4.4 Western Blotting
The miR-27a knockout mutant constructed on the U-251MG cell line and wild-type were plated in 6-well plates at a density of 3 × 105 cells/mL and U-251MG were treated with mir-27a mimics and inhibitor using RNAiMAX at the indicated concentrations. Cells were collected after 72h, washed with cold 1× PBS, and lysed in 1× SDS buffer containing protease inhibitor cocktails (HY-K0010, MCE). Protein in cell lysate was quantified by detergent compatible Bradford assay kit (no. 23246, Thermo). Primary antibodies used in this study include ICAM1 antibody (ab53013, abcam) and β-actin (#4970, Cell Signaling Technology). The Millipore immobilon Western chemiluminescence substrate was used for signal development. Blots were imaged in an Amersham Imager 600 (GE Healthcare). The gray values of the bands were quantified by ImageJ software. The expression of β-actin was used as an internal control.
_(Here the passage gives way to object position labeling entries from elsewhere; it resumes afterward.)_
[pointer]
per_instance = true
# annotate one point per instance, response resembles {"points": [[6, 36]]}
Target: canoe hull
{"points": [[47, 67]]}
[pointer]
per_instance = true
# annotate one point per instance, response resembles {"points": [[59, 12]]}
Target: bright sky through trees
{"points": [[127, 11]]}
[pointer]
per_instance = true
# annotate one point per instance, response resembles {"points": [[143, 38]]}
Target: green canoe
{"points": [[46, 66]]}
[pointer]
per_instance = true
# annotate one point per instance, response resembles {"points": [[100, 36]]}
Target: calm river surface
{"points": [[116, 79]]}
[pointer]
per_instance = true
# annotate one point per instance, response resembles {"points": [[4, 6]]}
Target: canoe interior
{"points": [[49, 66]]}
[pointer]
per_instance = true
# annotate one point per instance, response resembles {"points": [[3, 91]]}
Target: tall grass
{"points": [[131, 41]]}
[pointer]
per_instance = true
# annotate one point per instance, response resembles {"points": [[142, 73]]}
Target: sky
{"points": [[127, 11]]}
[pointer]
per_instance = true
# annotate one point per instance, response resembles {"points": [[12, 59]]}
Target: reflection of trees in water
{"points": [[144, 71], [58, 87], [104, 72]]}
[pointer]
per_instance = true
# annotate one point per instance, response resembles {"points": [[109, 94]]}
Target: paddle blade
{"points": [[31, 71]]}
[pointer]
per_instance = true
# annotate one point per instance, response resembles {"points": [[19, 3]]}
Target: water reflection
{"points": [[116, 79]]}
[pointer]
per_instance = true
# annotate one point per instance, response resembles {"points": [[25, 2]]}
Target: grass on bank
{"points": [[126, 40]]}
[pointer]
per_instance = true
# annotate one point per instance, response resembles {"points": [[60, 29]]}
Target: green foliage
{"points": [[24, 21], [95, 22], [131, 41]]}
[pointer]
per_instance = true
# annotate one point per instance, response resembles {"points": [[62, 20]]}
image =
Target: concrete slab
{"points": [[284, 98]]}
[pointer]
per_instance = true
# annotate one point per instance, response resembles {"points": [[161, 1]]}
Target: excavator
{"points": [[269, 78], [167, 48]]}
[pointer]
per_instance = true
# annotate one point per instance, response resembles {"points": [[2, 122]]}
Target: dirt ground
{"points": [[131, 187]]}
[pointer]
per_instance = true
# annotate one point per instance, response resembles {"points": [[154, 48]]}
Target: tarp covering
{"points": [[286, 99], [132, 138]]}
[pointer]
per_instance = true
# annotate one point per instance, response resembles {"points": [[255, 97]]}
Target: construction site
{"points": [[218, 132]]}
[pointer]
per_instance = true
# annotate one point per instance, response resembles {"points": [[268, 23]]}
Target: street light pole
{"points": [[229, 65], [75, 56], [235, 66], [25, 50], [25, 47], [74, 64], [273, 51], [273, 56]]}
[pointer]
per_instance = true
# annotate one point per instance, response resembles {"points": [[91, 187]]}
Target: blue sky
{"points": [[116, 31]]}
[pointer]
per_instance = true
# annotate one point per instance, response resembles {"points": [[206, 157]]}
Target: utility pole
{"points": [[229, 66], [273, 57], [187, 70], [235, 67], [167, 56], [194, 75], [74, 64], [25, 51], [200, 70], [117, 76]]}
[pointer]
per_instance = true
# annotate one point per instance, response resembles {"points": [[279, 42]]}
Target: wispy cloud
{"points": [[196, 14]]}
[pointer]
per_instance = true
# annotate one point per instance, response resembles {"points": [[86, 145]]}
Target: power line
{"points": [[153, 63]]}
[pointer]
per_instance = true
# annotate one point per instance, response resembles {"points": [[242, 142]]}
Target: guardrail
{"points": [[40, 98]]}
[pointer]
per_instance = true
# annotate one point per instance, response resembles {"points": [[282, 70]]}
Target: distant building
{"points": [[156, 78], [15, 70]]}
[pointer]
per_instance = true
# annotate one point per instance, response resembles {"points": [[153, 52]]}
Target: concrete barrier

4.10 Overexpression of WT and mutant miR-27a in NPCs
The NPCs were counted and seeded on to 6 cm dish to reach a confluency of 80% on the day of transfection. The medium was replaced with Opti-MEM medium (Gibco) at 1 h before transfection. Transfection was performed with 5 µg miR-27a overexpression plasmid for each well using lipofectamine 3000 (Invitrogen). At 4 h after transfection, the medium was replaced with complete medium and incubated in 37°C. After 20 h, the NPCs were detached by ACCUTASE (STEMCELL Technologies) and collected by centrifugation at 1000 rpm for 5 min for further analyses.
4.11 Statistical analyses
All experimental data were presented as means ± standard deviation (S.D.). Two-tailed Student’s t tests (T-test) were used to evaluate differences between groups. ANNOVA tests were used to evaluate the significance of differences among three or more groups All data were representative of an average of three independent experiments and significant differences were indicated as * p < 0.05;** p < 0.01;*** p < 0.001.